Atoms 2 Bits

Applied Analytics in Retail and Supply Chain Management

Matplotlib and the Future of Visualization in Python

Last week, I had the privilege of attending and speaking at the PyCon and PyData conferences in Santa Clara, CA. As usual, there were some amazing and inspiring talks throughout: I would highly recommend browsing through the videos as they are put up on pyvideo.

One thing I spent a lot of time thinking, talking, and learning about during these two conferences was the topic of data visualization in Python. Data visualization seemed to be everywhere: PyData had two tutorials on matplotlib (the second given by yours truly), as well as a talk about NodeBox OpenGL and a keynote by Fernando Perez about IPython, including the notebook and the nice interactive data-visualization it allows. Pycon had a tutorial on network visualization, a talk on generating art in Python, and a talk on visualizing Github.

The latter of these I found to be a bit abstract -- more discussion of visual design principles than particular tools or results -- but contained one interesting nugget: though D3 is the current state-of-the-art for publication-quality online, interactive visualization, practitioners often use simpler tools like matplotlib or ggplot for their initial data exploration. This was a thought echoed by Lynn Cherny in her presentation about NodeBox OpenGL: it has some really nice features which allow the creation of beautiful, flexible, and interactive graphics within Python. But if you just want to scatter-plot x versus y to see what your data looks like, matplotlib might be a better option.

I found Lynn’s talk incredibly interesting, and not just because of the good-natured heckling I received from the stage! Her main point was that in the case of interactive & animated visualization, matplotlib is relatively limited. She introduced us to a project called NodeBox OpenGL, which is a cross-platform graphics creation package that has some nice Python bindings, and can create some absolutely beautiful graphics. This is one example of a physics flow visualization, taken from the above website:

'NodeBox OpenGL visualization'

Despite Lynn’s admission that, with regards to the limitations of matplotlib, I had taken a bit of the wind out of her sails with my interactive matplotlib tutorial the day before (in which many of the examples I used will be familiar to readers of this blog), I think her point on the limitations of matplotlib is very well-put. Though it remains my tool of choice for data visualization and the creation of publication-quality scientific graphics, matplotlib is also a decade-old platform, and sometimes shows its age.

Matplotlib’s History

Matplotlib is a multi-platform data visualization tool built upon the Numpy and Scipy framework. It was conceived by John Hunter in 2002, originally as a patch to IPython to enable interactive MatLab-style plotting via gnuplot from the IPython command-line. Fernando Perez was, at the time, scrambling to finish his PhD, and let John know he wouldn’t have time to review the patch for several months. John took this as a cue to set out on his own, and the matplotlib package was born, with version 0.1 released in 2003. It received an early boost when it was adopted as the plotting package of choice of the Space Telescope Science Institute, which financially supported matplotlib’s development and led to greatly expanded capabilities.

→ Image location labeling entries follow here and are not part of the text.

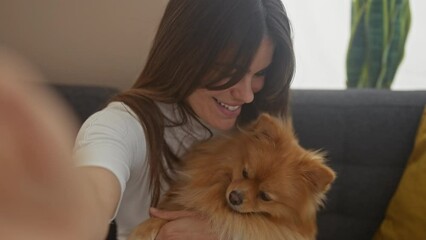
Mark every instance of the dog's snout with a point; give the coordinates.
(235, 198)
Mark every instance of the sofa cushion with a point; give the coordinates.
(84, 100)
(406, 214)
(368, 135)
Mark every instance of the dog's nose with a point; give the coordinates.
(235, 198)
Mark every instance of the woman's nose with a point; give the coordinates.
(242, 90)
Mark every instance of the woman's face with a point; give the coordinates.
(220, 109)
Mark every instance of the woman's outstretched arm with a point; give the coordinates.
(42, 194)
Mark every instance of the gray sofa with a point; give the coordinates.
(368, 136)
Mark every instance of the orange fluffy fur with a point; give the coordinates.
(256, 183)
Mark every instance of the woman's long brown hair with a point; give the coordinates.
(193, 35)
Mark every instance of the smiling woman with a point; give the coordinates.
(221, 108)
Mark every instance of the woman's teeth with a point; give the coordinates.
(228, 107)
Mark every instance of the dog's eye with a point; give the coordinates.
(264, 196)
(245, 173)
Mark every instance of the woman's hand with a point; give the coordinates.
(40, 195)
(183, 225)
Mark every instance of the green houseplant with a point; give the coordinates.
(379, 30)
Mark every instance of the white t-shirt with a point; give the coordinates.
(114, 139)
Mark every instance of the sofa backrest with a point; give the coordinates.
(84, 100)
(368, 136)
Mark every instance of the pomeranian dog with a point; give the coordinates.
(256, 183)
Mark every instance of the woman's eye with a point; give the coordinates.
(264, 196)
(261, 73)
(245, 173)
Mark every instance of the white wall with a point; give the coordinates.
(321, 36)
(105, 42)
(102, 42)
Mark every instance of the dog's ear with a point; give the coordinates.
(318, 174)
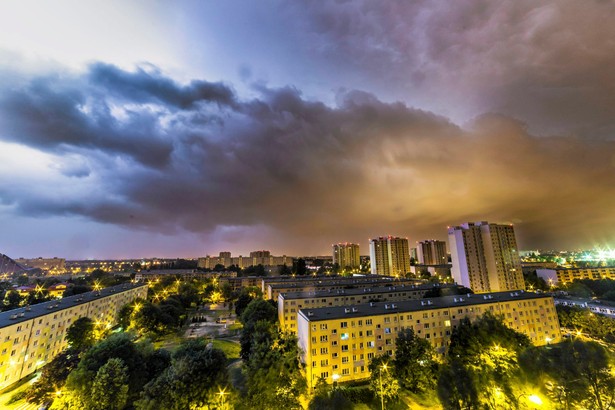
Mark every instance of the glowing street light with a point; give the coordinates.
(534, 399)
(222, 393)
(381, 368)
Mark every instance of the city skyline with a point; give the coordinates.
(133, 130)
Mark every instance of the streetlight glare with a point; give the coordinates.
(535, 399)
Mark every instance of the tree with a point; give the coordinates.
(192, 381)
(80, 335)
(382, 381)
(257, 310)
(12, 300)
(121, 346)
(53, 377)
(414, 365)
(573, 374)
(456, 388)
(299, 267)
(274, 373)
(485, 353)
(110, 386)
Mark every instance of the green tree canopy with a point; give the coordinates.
(415, 364)
(383, 382)
(80, 335)
(196, 374)
(110, 386)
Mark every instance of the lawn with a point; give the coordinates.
(230, 348)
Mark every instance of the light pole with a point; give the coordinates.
(381, 368)
(222, 393)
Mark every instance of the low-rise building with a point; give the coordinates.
(290, 303)
(337, 343)
(32, 336)
(563, 276)
(339, 283)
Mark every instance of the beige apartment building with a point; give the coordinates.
(338, 342)
(431, 252)
(346, 255)
(485, 257)
(32, 336)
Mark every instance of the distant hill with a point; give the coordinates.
(8, 265)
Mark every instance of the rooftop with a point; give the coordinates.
(349, 281)
(24, 314)
(383, 308)
(362, 291)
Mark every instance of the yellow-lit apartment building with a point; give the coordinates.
(32, 336)
(356, 282)
(290, 303)
(562, 276)
(337, 343)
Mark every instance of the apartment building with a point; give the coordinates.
(346, 255)
(389, 256)
(338, 342)
(485, 257)
(361, 282)
(32, 336)
(568, 275)
(289, 304)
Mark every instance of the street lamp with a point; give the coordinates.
(222, 393)
(381, 368)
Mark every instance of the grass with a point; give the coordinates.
(169, 342)
(230, 349)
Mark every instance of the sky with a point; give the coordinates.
(133, 129)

One of matplotlib’s most important features is its ability to play well with many operating systems and graphics backends. John Hunter highlighted this fact in a keynote talk he gave last summer, shortly before his sudden and tragic passing (video link): “We didn’t try to be the best in the beginning, we just tried to be there...” and fill-in the features as needed. In this talk, John outlined the reasons he thinks matplotlib succeeded in outlasting the dozens of competing packages:

  • it could be used on any operating system via its array of backends
  • it had a familiar interface: one similar to MatLab
  • it had a coherent vision: to do 2D graphics, and do them well
  • it found early institutional support, from astronomers at STScI and JPL
  • it had an outspoken advocate in Hunter himself, who enthusiastically promoted the project within the Python world

Matplotlib’s Challenge

This cross-platform, everything-to-everyone approach has been one of the great strengths of matplotlib. It has led to a large user-base, which in turn has led to an active developer base and matplotlib’s powerful tools and ubiquity within the scientific Python world. But as the world of graphics visualization has changed, this strength has started to become matplotlib’s main weakness. The hooks into multiple backends work well for static images, but can be cumbersome and unpredictable for more dynamic, interactive plots (for example, the animation toolkit still does not work with the MacOSX backend, and this is unlikely to improve any time soon).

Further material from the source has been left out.